Once, while waiting for another tourist to move away from the windowed opening, I noticed a plaque on the wall written in Italian. The first two words were Galileo Galilei. The remaining words were all in Italian so I couldn’t read it, except for the numbers 1-6-0-9. I knew the name – Galileo was a famous Italian astronomer who proved that the Earth revolves around the sun and not the other way around. Then suddenly, it hit me. I must be standing at the very spot that Galileo also stood but in the year 1609. As I snapped a picture of the plaque with my iPhone, I thought to myself, “I bet he had his telescope with him!”*
As I descended on the elevator, I thought again about the plaque. Galileo was here in 1609 and now I am here in 2014, over 400 years later. I knew I would love visiting Venice. Now I realized that many people, both ordinary, like me and famous, like Galileo, have been visiting this beautiful city for many, many, many years. “What an amazing city this is!” I thought to myself.
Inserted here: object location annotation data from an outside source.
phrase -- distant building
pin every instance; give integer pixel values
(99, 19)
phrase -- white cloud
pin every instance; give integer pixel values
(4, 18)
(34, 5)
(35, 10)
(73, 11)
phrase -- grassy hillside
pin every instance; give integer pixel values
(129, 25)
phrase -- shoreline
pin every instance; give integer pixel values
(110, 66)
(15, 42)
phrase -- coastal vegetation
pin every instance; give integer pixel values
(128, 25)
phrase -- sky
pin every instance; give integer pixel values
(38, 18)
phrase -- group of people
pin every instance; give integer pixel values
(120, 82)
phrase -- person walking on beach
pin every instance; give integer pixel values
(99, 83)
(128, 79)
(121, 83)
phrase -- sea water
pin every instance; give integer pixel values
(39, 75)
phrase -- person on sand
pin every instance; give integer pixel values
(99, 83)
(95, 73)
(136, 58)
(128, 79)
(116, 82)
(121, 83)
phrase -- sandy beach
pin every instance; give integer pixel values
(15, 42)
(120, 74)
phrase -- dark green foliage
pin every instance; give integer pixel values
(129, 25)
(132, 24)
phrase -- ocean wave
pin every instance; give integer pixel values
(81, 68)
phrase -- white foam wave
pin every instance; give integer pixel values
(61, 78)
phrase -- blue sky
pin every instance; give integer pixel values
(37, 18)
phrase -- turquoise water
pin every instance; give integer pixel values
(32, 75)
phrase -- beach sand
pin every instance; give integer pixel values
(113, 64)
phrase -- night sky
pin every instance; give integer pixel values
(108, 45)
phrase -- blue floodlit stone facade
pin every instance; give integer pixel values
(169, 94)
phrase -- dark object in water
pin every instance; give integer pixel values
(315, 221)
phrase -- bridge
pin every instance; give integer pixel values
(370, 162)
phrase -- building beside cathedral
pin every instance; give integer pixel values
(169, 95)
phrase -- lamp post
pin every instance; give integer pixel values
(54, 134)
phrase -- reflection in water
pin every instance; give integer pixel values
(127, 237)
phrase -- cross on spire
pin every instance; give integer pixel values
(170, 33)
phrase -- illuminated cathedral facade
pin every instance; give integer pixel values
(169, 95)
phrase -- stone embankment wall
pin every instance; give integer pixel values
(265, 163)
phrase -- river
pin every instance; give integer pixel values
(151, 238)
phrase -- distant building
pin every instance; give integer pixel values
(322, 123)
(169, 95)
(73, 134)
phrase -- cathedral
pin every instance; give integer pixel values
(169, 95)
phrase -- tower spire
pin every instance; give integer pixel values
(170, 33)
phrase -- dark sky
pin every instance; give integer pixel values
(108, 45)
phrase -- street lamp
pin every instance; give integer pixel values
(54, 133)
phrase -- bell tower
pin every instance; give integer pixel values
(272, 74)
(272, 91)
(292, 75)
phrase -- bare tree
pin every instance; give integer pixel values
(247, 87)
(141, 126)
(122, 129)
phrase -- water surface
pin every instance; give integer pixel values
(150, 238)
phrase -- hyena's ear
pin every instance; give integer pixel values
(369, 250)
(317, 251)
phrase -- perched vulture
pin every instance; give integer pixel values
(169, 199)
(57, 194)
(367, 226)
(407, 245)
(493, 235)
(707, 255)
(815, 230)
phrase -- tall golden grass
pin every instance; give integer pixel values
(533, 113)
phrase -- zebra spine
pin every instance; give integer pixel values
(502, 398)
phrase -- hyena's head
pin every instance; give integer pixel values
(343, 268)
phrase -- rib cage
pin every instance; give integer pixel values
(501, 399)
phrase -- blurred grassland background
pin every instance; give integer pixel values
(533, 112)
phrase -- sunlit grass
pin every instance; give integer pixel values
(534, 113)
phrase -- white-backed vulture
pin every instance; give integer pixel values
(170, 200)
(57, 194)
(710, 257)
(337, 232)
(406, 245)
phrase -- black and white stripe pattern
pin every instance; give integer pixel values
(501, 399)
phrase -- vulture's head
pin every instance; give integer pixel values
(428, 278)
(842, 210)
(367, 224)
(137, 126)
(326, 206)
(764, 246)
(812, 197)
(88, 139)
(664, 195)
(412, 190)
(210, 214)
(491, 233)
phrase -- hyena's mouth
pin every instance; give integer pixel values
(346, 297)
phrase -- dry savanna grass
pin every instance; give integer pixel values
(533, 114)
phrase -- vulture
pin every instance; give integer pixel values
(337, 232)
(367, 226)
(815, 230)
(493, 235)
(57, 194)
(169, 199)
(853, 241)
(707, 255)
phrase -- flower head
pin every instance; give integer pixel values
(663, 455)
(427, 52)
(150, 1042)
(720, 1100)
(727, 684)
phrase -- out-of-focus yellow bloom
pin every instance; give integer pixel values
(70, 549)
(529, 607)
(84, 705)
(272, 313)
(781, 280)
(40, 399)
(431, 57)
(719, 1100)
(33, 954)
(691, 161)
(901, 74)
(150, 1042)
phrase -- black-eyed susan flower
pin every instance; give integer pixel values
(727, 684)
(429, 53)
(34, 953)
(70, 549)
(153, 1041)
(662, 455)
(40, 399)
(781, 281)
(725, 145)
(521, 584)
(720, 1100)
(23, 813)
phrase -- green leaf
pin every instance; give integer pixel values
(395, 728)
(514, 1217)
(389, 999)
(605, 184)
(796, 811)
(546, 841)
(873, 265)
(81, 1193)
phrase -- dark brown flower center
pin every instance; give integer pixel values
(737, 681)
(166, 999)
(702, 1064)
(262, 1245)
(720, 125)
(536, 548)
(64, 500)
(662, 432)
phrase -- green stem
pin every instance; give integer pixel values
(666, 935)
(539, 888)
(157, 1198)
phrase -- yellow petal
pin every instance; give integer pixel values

*After my trip to Venice, I read the picture book biography called I, Galileo by Bonnie Christensen. On one of the pages, it states:
“Rumors were circulating through Venice of a new Dutch gadget – a spyglass capable of magnifying distant objects. I seized upon the idea and immediately began designing, calculating, and grinding lenses for a far superior instrument. Within a matter of weeks, I held in my hands the world’s first truly scientific telescope.
The doge and senators of Venice eagerly climbed to the top of the bell tower for a chance to look through my telescope. Through it they saw tiny ships on the horizon – ships that would not be visible to even the sharpest eyes for hours. They were astounded by my new creation.”